No question. The mac and cheese, and the bang bang prawns. £5 each if you order them as standalone sides, rather than part of a platter.

For our money the best-value route through the menu's via the Extras, which is where our favourite dishes live — the mac and cheese, and the bang bang prawns — though that's not going to work if you have your heart set on the lobster tail or snow crab, which you can only order as part of a platter (Slab or Half Slab, £20 or £15), or the Bucket or Boil Bag (£40).

Could take or leave the oreo-dusted waffles, tbh — bit dry, and underwhelming against the get-your-face-and-hands-filthy flamboyance of the rest of the menu. Double up on cocktails (which tend towards the sweet and fruity, so... technically dessert?) instead.

Pricing?

Not bad when you factor in how generous the portions are. If you go down the slab route, maybe with a frozen daiquiri or two, you'll be on the far side of £35 each after service — more if you get one of the buckets. But you'll be a satisfied, stupefied mess.  

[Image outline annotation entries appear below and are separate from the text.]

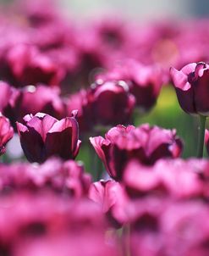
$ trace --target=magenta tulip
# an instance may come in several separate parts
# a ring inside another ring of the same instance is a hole
[[[208,115],[209,65],[192,63],[179,71],[171,68],[170,75],[182,109],[188,114]]]
[[[139,127],[118,125],[108,131],[105,138],[91,137],[96,153],[106,170],[115,180],[120,180],[124,169],[131,159],[144,164],[153,164],[162,158],[179,157],[182,142],[175,130],[143,125]]]
[[[24,153],[30,162],[42,163],[50,156],[74,159],[79,153],[79,126],[75,111],[72,117],[58,120],[42,113],[27,114],[24,124],[17,122]]]
[[[9,120],[0,113],[0,155],[5,153],[5,145],[13,136],[14,130]]]

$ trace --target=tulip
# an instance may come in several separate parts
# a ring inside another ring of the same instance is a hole
[[[14,130],[9,120],[0,113],[0,155],[5,153],[5,145],[13,136]]]
[[[179,71],[171,68],[170,75],[182,109],[200,115],[197,157],[201,158],[206,118],[209,114],[209,65],[203,62],[192,63]]]
[[[88,94],[92,114],[97,125],[127,124],[131,118],[135,99],[124,81],[96,81]]]
[[[37,113],[24,117],[24,124],[17,122],[20,143],[30,162],[42,163],[50,156],[57,155],[63,159],[74,159],[79,153],[79,127],[72,117],[58,120],[52,116]]]
[[[8,51],[6,62],[15,86],[44,83],[56,86],[64,71],[47,54],[27,44],[16,45]]]
[[[90,141],[109,175],[118,181],[129,160],[136,159],[151,165],[161,158],[177,158],[182,151],[182,142],[175,130],[143,125],[139,127],[118,125],[102,136]]]

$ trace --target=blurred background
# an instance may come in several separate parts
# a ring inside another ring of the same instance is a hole
[[[2,3],[12,2],[0,0]],[[59,0],[58,3],[66,14],[82,19],[92,18],[101,13],[116,13],[129,19],[142,20],[204,17],[209,14],[207,0]]]
[[[162,18],[185,19],[203,16],[209,13],[207,0],[62,0],[63,7],[79,17],[97,15],[98,11],[117,12],[133,19],[152,19]]]

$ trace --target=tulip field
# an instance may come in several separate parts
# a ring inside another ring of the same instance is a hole
[[[0,256],[209,255],[209,19],[0,6]]]

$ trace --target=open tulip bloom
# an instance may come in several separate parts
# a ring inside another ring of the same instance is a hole
[[[200,115],[197,156],[202,157],[206,118],[209,114],[209,65],[204,62],[191,63],[179,71],[171,68],[170,75],[182,109]]]
[[[50,156],[59,156],[63,159],[74,159],[79,153],[79,127],[72,117],[58,120],[52,116],[37,113],[24,117],[24,124],[17,122],[20,143],[30,162],[42,163]]]

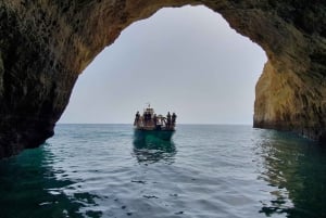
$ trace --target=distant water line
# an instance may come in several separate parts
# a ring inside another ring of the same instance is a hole
[[[326,150],[250,126],[58,125],[0,162],[0,211],[25,217],[326,217]]]

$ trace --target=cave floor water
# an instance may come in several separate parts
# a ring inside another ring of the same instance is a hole
[[[179,125],[171,141],[130,125],[58,125],[0,161],[0,216],[326,217],[326,149],[250,126]]]

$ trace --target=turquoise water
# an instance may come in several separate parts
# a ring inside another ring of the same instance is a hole
[[[0,217],[326,217],[326,150],[250,126],[59,125],[0,161]]]

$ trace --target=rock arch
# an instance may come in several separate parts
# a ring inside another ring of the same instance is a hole
[[[326,3],[304,0],[0,1],[0,157],[53,134],[78,74],[135,21],[203,4],[266,52],[253,126],[326,138]]]

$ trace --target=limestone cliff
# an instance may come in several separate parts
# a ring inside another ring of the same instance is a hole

Vegetarian and vegan options?

Nothing in the shape of a main course or platter. Vegetarians could do relatively well for themselves with the mac and cheese, and the buttery boiled corn.

Image by Lydia Manch.

Can you reserve?

Can and probably should — it's not a big space, and it's popular. Reservations here.

Takeaway and delivery?

Just takeaway, but with Clapham Common just a speedy walk, bus or bike ride away Trap Kitchen's ideal park picnic material. BYO cutlery and a lot of napkins.

Trap Kitchen, 73 Bedford Hill, SW12 9HR. Open Tuesday to Sunday.

Londonist visited anonymously, and paid for our meal.